Leah knew what to look for. Fifty people would need a lot of food, water, gasoline, and whatever else other people used. Somebody would have to drive into a town now and then to buy that stuff.
30
Lee Wolf had taken the car that Joe Lambert had brought with him from Oregon and then driven to Weldonville. Wolf had left his car in Arkansas in the Swift Sword settlement. It wasn’t registered to him, but to a fictitious woman named Maura Banks. The group had always been very generous about making sure Pastor Lee was supplied with the things he needed to get along—food, clothing, shelter, and a car were about all anybody needed, and he had them. All members of the group who were able to work at paying jobs did so, but of course, Lee Wolf couldn’t. He was a federal fugitive. A paycheck with his name and social security number on it might as well be radioactive. It would kill him quicker than cancer.
Wednesday night, when Lee Wolf had been in the council chamber in Weldonville and had heard the unmistakable sounds of a two-sided gunfight going on out in the hallway, he had looked at the floor and seen Joe Lambert for a second, trying to crawl with what looked like a da
gger in his throat. Wolf and Lambert were the only former prisoners in the room. He knelt beside Lambert, his eyes flicking to the hostages and back to Lambert. He reached into Lambert’s pocket and took his car keys. He murmured, “You’re not going to be able to drive, Joe. Don’t worry, I’ll get you out of here.”
He stood and glared at the hostages. Should he try to shoot them all?

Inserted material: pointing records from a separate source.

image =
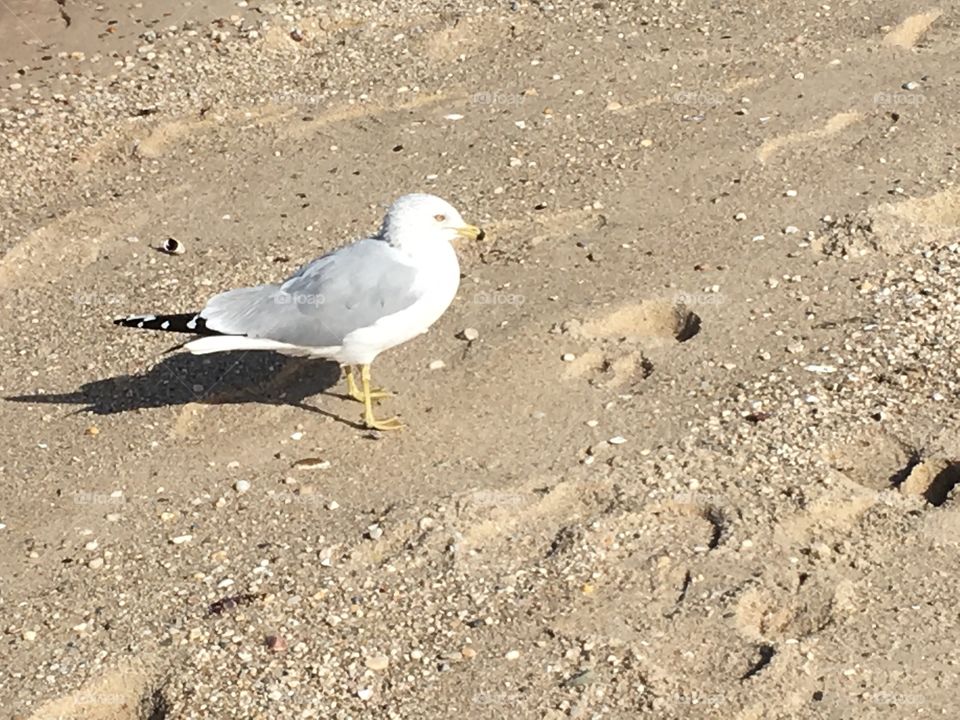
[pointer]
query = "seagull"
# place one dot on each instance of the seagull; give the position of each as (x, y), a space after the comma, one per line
(348, 305)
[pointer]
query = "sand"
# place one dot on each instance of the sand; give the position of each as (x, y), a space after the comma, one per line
(697, 458)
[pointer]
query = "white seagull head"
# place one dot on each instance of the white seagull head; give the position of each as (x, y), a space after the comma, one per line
(420, 221)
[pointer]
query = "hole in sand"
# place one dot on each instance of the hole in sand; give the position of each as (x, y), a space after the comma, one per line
(934, 478)
(876, 461)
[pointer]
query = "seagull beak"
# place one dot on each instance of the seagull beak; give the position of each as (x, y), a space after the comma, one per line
(470, 232)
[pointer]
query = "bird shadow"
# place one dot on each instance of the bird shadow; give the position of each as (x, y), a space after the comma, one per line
(221, 379)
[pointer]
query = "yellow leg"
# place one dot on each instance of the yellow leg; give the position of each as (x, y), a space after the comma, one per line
(354, 392)
(369, 420)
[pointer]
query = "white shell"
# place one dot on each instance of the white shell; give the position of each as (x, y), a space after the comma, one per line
(173, 247)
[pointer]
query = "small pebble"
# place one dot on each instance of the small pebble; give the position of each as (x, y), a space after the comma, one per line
(311, 464)
(377, 662)
(276, 643)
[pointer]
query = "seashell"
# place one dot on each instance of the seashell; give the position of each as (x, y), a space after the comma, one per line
(173, 247)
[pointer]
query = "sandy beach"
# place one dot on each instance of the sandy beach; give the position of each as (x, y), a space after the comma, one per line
(685, 445)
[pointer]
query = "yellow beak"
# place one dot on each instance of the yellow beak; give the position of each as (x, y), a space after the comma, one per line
(470, 232)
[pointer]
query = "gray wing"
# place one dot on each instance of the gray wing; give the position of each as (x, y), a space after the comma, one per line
(322, 302)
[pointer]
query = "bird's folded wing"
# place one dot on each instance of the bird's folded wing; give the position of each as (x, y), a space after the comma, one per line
(324, 301)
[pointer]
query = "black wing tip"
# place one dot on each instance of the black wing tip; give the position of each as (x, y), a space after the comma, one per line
(190, 323)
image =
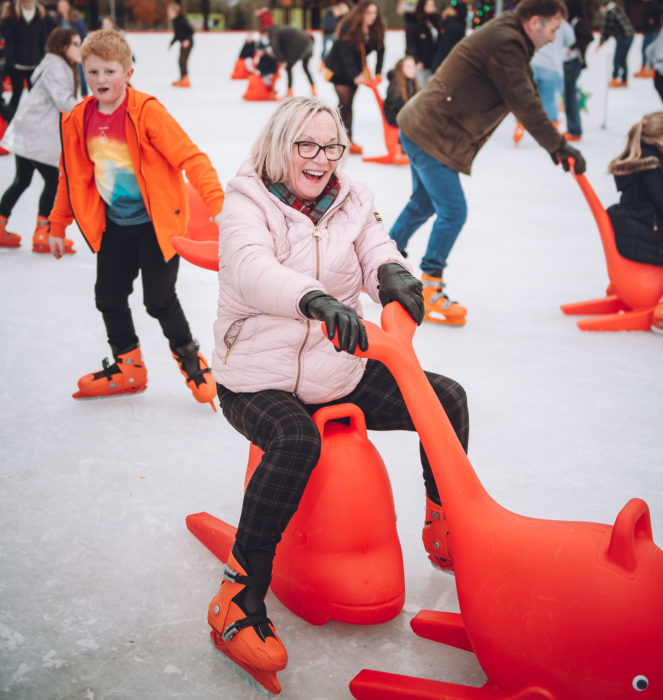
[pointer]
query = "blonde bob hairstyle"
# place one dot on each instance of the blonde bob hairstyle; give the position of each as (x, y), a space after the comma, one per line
(273, 152)
(108, 45)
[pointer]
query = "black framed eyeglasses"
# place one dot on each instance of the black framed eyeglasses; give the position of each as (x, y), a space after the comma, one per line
(309, 149)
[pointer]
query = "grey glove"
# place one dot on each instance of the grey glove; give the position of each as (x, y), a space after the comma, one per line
(336, 316)
(562, 155)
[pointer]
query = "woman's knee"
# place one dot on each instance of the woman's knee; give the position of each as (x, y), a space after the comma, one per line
(300, 439)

No, that would just make him the emergency and direct the hostile gunfire toward himself. He looked at Lambert again. Should he try to lift him and drag him out? That would leave the hostages alone. But what could Lambert do against them anyway? The questions came in rapid succession, but there were no answers. Wolf couldn’t let himself be paralyzed by indecision. He had to move. He stepped to the door in the back of the council chamber. He could see now that it had the chipped and faded word “FIRE” painted on the wood. He turned the knob and, as though in a dream, it opened. He expected to see another shiny floor, or at least a wall, but the door led directly outside.

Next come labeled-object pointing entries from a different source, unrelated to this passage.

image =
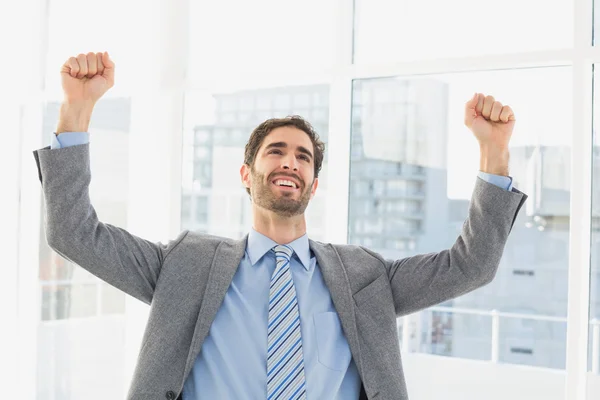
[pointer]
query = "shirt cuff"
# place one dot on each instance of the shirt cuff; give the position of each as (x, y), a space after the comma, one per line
(504, 182)
(68, 139)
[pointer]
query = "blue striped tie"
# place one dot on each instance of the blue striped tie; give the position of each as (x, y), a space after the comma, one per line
(285, 360)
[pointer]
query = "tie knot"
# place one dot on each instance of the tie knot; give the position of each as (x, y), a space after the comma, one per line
(283, 250)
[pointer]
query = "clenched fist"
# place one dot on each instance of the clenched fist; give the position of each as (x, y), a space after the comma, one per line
(491, 122)
(87, 77)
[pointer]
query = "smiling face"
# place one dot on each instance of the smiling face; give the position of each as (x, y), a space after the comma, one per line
(281, 178)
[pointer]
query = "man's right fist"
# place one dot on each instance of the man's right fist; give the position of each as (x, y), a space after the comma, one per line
(86, 78)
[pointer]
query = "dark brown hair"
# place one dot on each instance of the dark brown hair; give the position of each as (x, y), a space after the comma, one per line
(261, 131)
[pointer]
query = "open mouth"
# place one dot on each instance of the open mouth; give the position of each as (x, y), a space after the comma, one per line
(285, 184)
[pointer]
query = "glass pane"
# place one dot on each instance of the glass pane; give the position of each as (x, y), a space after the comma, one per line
(230, 37)
(79, 350)
(403, 30)
(414, 166)
(68, 16)
(217, 127)
(594, 331)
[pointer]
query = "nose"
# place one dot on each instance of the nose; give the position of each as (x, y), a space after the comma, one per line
(290, 162)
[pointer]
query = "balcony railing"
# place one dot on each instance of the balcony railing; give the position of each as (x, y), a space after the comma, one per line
(495, 316)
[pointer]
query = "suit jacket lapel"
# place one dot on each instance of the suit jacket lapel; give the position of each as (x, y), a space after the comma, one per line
(224, 265)
(336, 280)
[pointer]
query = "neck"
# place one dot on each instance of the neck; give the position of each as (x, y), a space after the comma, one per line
(280, 229)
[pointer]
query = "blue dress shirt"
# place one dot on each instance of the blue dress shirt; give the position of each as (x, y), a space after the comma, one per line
(233, 359)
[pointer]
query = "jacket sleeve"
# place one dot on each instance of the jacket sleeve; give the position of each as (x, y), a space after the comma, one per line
(73, 230)
(424, 280)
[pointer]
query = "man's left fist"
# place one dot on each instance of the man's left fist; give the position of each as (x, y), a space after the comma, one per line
(490, 121)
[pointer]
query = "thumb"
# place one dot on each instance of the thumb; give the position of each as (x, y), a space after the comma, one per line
(109, 67)
(470, 110)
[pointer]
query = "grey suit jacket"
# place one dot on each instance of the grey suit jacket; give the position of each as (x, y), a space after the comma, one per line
(185, 280)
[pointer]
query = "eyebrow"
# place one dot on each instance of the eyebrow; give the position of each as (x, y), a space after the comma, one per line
(301, 149)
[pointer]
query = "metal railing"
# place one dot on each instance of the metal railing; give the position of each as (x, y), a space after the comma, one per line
(495, 316)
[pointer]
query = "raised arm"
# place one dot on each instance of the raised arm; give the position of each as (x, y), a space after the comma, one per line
(73, 230)
(424, 280)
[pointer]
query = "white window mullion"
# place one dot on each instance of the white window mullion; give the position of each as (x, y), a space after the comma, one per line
(155, 141)
(580, 221)
(340, 111)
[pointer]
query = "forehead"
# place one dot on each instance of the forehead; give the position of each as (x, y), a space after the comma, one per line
(293, 136)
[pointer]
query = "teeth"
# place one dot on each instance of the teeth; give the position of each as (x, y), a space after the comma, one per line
(283, 182)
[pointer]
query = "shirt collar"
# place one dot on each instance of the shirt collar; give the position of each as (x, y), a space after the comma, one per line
(258, 245)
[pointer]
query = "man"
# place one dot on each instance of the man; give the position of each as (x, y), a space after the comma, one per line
(274, 315)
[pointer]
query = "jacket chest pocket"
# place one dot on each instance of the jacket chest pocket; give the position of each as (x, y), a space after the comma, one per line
(332, 347)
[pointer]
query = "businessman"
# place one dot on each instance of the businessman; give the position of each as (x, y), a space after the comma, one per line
(274, 315)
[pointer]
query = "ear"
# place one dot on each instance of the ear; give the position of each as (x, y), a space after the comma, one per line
(245, 176)
(313, 189)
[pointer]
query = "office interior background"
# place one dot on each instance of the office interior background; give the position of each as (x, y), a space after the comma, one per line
(384, 82)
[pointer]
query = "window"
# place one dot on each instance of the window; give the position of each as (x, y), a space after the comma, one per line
(391, 30)
(448, 156)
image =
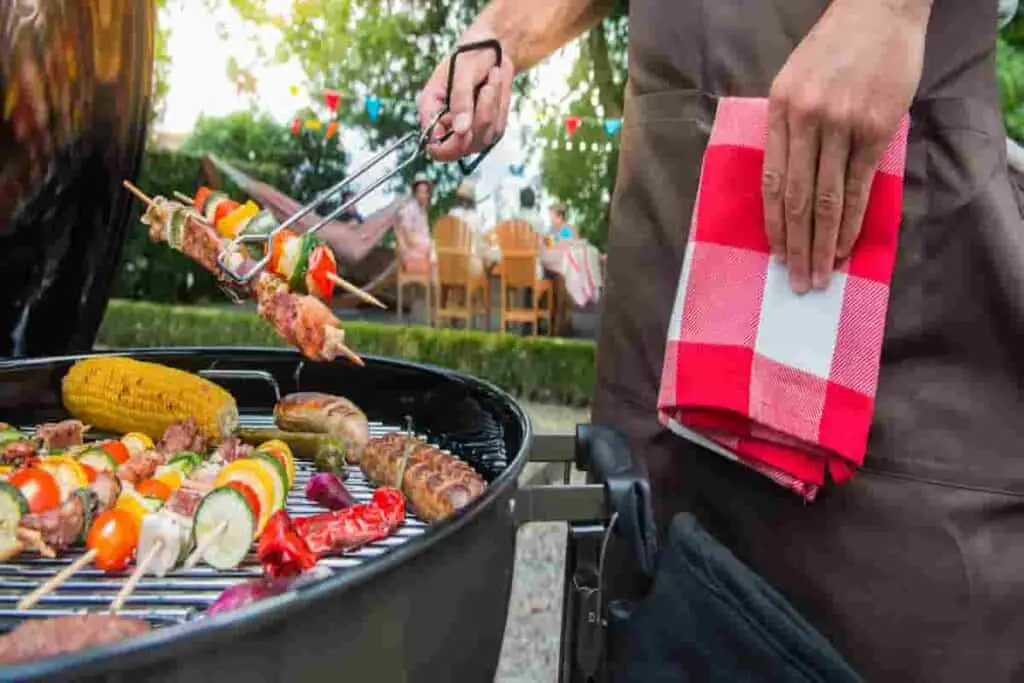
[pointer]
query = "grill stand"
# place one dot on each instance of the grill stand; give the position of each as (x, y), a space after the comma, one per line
(614, 505)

He reassured himself that he had not been running away. It was all that noise, the horror of seeing Lambert grotesquely wounded and crawling on the floor, the smell of gunfire. Outside it was cool and dark, the air was fresh, and the noises were far away and muted. It was as though Wolf had opened the door and fallen out.

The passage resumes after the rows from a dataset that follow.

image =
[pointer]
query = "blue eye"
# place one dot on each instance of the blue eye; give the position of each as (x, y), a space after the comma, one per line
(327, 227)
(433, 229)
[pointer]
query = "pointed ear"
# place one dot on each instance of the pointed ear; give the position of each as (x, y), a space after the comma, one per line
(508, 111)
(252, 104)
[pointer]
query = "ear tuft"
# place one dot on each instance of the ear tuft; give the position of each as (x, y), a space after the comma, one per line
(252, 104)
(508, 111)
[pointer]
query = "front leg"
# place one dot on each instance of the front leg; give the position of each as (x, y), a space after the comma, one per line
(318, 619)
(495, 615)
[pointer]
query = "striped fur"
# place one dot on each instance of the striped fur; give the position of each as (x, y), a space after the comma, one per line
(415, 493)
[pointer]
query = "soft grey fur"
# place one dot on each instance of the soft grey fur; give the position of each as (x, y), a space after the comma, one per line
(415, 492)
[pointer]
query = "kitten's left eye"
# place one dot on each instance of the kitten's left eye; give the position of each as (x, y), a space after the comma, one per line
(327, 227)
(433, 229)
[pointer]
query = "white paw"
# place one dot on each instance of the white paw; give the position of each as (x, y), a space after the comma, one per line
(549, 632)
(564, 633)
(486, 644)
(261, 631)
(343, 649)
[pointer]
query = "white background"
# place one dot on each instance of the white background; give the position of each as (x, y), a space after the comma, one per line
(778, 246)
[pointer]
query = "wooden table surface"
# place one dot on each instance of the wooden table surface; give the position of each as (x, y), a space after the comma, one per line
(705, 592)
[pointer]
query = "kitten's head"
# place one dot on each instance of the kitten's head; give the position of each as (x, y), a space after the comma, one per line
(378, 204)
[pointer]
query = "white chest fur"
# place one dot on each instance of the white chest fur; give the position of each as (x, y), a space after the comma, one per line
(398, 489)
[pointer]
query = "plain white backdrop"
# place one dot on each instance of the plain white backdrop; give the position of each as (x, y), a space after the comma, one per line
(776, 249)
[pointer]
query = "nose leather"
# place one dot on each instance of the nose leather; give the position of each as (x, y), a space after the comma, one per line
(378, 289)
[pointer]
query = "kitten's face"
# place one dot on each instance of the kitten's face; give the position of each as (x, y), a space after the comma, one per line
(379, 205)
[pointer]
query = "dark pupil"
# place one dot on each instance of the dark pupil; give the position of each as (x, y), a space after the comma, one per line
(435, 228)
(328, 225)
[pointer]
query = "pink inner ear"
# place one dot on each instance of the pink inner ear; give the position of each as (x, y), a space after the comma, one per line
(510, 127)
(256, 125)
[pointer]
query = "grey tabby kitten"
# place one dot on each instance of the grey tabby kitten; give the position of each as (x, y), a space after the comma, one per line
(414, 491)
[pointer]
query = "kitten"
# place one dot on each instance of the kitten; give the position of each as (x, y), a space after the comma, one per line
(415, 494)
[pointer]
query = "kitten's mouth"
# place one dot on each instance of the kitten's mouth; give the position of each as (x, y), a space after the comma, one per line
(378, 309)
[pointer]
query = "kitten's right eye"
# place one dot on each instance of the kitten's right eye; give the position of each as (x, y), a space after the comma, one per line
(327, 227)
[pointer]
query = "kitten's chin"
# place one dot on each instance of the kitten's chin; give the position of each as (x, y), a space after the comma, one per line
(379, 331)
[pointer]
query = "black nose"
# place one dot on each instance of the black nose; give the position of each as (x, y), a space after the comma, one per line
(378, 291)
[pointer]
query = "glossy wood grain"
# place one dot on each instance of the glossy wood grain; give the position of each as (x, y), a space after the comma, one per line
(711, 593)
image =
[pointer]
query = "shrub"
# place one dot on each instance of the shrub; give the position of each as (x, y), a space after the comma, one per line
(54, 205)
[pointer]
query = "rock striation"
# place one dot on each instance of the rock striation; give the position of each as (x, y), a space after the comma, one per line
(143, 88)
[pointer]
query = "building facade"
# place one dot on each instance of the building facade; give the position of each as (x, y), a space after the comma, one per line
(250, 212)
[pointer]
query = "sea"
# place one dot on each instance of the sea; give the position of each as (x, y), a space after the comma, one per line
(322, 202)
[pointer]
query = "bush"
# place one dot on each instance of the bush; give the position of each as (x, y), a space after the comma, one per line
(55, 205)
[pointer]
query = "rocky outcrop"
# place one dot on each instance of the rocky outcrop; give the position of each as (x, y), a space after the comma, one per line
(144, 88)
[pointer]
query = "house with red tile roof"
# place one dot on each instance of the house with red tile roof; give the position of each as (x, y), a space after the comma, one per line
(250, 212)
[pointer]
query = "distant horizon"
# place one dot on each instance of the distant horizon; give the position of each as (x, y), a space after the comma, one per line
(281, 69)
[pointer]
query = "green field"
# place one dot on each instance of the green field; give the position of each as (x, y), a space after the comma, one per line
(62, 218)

When he found himself out there, the fire door was already closing. There was no doorknob on the outside, so he couldn’t have gone back in if he had wanted to. He thought of the next best move, which was to run around to the front of the building and kill the woman from behind to protect the others. When he told the others about it, he said he had gone around and found it locked, but actually he hadn’t been able to make his feet move in that direction. He said the front doors were locked from the inside, that maybe the old cop had done it before he died, or maybe the big blond woman. Either way, he told them, there was no getting in that entrance.